Investor Outlook: Trends are looking neutral
By Andrew Pease, Global Head of Investment Strategy
July 1, 2015
There’s no question about it: The market is a daunting place for investors seeking solid returns without taking on increased risk, especially right now. Equities are expensive, and fixed income is not terribly enticing, especially with the potential for long-term interest rates to rise if the U.S. Federal Reserve finally raises rates in September.
Shifting to “neutral” on U.S. equities
Our models have caused us to shift our position on U.S. equities to “neutral,” after having been moderately positive on them to this point in 2015. We just don’t see an advantage to holding a larger equity position relative to fixed income for the rest of this year. Moreover, in recent weeks the momentum signals for both equities and fixed income have slowed, and the business cycle outlook has softened.
Looking at the numbers
Drilling down into the numbers, the U.S. equities market is the most expensive among major markets globally, with a price to book value of 2.9, compared with 2.7 a year ago.1 Moreover the Shiller price-to-earnings ratio is 26.7 as of June 2015—which keeps it higher year-to-date in 2015 than at any point since 2007.2 Japanese and European equities are also moderately expensive at this time.
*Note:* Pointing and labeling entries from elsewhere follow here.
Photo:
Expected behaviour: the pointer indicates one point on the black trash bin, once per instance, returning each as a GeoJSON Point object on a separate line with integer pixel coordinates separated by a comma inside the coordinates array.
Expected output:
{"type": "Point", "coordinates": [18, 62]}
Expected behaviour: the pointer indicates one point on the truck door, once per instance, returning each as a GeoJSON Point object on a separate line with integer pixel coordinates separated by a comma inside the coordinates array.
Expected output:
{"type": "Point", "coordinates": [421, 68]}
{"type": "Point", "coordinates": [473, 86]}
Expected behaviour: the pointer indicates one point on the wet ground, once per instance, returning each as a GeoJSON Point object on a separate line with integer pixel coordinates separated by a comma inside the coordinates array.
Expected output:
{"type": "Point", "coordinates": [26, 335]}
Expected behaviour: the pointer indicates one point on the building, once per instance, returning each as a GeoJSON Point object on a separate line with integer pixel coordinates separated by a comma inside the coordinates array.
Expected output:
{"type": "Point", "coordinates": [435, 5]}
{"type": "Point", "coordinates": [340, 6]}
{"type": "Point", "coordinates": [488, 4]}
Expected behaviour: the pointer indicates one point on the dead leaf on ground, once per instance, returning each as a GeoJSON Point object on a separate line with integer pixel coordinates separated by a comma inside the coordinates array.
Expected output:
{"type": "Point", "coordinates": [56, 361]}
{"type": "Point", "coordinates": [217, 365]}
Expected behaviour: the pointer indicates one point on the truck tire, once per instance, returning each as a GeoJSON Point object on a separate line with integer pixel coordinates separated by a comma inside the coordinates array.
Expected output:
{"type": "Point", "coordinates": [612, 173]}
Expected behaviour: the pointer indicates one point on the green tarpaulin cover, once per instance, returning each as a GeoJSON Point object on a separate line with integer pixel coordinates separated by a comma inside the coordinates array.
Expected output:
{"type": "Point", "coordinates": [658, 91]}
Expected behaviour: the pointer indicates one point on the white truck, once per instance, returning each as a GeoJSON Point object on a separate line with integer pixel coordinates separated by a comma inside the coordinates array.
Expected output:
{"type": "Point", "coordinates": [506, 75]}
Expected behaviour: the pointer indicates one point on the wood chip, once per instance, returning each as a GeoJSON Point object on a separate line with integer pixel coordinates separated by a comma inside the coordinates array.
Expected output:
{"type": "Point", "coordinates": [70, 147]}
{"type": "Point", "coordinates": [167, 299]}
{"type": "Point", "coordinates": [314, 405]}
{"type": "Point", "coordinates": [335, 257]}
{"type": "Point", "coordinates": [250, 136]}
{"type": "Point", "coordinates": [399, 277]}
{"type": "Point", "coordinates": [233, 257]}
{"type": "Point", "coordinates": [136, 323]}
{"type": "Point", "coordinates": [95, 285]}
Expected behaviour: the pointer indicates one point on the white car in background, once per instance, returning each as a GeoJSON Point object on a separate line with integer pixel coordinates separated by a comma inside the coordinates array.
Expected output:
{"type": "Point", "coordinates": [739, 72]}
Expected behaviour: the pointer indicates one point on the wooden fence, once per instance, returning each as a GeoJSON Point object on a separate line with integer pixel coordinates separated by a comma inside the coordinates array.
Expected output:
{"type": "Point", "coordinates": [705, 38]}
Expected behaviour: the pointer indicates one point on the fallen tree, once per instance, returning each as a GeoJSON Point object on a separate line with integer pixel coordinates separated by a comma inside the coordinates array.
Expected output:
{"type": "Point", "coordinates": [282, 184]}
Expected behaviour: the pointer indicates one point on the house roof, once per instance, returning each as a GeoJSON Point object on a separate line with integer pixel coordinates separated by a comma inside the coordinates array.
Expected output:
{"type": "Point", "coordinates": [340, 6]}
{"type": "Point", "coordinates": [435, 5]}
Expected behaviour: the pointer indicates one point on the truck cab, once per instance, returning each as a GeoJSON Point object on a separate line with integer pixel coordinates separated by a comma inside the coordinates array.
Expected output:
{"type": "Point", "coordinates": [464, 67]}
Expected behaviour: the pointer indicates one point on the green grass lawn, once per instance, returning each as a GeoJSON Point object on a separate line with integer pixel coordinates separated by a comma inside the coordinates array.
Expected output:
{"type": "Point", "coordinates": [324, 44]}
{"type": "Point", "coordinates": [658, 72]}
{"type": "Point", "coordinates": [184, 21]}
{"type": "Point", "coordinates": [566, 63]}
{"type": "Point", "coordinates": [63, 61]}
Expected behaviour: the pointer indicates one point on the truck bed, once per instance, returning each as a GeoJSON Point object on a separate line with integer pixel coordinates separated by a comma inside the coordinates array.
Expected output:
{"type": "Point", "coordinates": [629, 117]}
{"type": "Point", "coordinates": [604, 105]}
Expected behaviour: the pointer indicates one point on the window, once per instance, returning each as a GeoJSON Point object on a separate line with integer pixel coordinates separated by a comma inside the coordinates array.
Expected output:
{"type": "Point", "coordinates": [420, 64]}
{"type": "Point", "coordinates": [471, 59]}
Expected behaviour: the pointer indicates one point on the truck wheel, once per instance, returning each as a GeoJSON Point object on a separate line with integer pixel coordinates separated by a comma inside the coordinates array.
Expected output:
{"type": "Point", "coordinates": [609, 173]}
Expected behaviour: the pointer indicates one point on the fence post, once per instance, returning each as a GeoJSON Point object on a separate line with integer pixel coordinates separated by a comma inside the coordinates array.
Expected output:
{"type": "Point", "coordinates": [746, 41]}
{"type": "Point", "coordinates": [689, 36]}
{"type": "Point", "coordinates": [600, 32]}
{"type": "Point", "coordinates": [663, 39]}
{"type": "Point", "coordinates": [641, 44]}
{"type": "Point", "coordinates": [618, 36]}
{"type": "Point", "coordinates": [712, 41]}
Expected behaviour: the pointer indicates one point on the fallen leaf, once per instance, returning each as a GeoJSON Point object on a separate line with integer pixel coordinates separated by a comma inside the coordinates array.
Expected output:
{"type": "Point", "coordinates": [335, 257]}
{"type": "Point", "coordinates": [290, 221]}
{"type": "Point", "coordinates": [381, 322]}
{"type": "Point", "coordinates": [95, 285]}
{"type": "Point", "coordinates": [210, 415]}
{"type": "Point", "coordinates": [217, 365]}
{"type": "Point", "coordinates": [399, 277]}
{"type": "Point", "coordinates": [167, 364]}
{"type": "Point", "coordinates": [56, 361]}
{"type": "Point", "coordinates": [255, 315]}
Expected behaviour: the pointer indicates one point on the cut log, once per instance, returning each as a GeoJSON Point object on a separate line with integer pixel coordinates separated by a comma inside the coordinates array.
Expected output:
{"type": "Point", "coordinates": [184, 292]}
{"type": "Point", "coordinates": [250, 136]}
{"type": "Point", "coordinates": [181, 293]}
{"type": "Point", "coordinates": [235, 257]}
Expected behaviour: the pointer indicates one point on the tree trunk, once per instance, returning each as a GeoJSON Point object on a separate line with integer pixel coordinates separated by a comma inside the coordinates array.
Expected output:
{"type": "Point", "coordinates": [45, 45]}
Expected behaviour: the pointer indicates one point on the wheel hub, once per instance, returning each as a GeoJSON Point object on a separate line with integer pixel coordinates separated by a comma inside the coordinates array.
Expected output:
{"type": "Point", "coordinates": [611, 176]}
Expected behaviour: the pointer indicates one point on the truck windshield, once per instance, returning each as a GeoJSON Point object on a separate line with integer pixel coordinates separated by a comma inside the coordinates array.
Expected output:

But there’s still upside—particularly in Europe, assuming the continent gets past its Greek problems and the European Central Bank’s continued quantitative easing takes hold. This contrasts with emerging markets, where the strong dollar, falling commodities prices and China’s slowing growth are all creating headwinds.
Moving with momentum
With all of that, we’re still seeing momentum playing a role in our 2015 outlook for the third quarter. Plus, the stability we’re seeing in most markets means that our overbought contrarian signals3 now are more neutral. In Japan, however, a strong run has recently moved that market into overbought territory.
In our view, with that global mix of high prices, neutral-to-slightly positive sentiment, and a generally positive business cycle, it isn’t difficult to land where we have: Largely neutral across the board, with no single market showing either great risk or great upside. European equities are probably our favorite play. Everywhere else, no favorites.
For more detail, be sure to read our 2015 Global Market Outlook- 3Q update. It’s a snapshot of what we think investors and fund managers need to be thinking about before they head to the beach this summer. You can also see a highlight of the forecast at our 2015 Global Market Outlook – Infographic.
1 Russell 1000® Index as of May 2014 and May 2015.
2 Definition: The cyclically adjusted price-to-earnings ratio, commonly known as CAPE, Shiller P/E, or P/E 10 ratio is a valuation measure usually applied to the US S&P 500 equity market. It is defined as price divided by the average of 10 years of earnings (moving average), adjusted for inflation.
3 Definition: In assessing the attractiveness of asset classes relative to one another, Russell’s modeling capability uses a pair-wise construct with asset classes shared across multiple pairs, each with independent valuations. At present, the capability includes over 120 pairs leveraging signals from greater than 400 models. The signals used are based on proprietary models developed by Russell.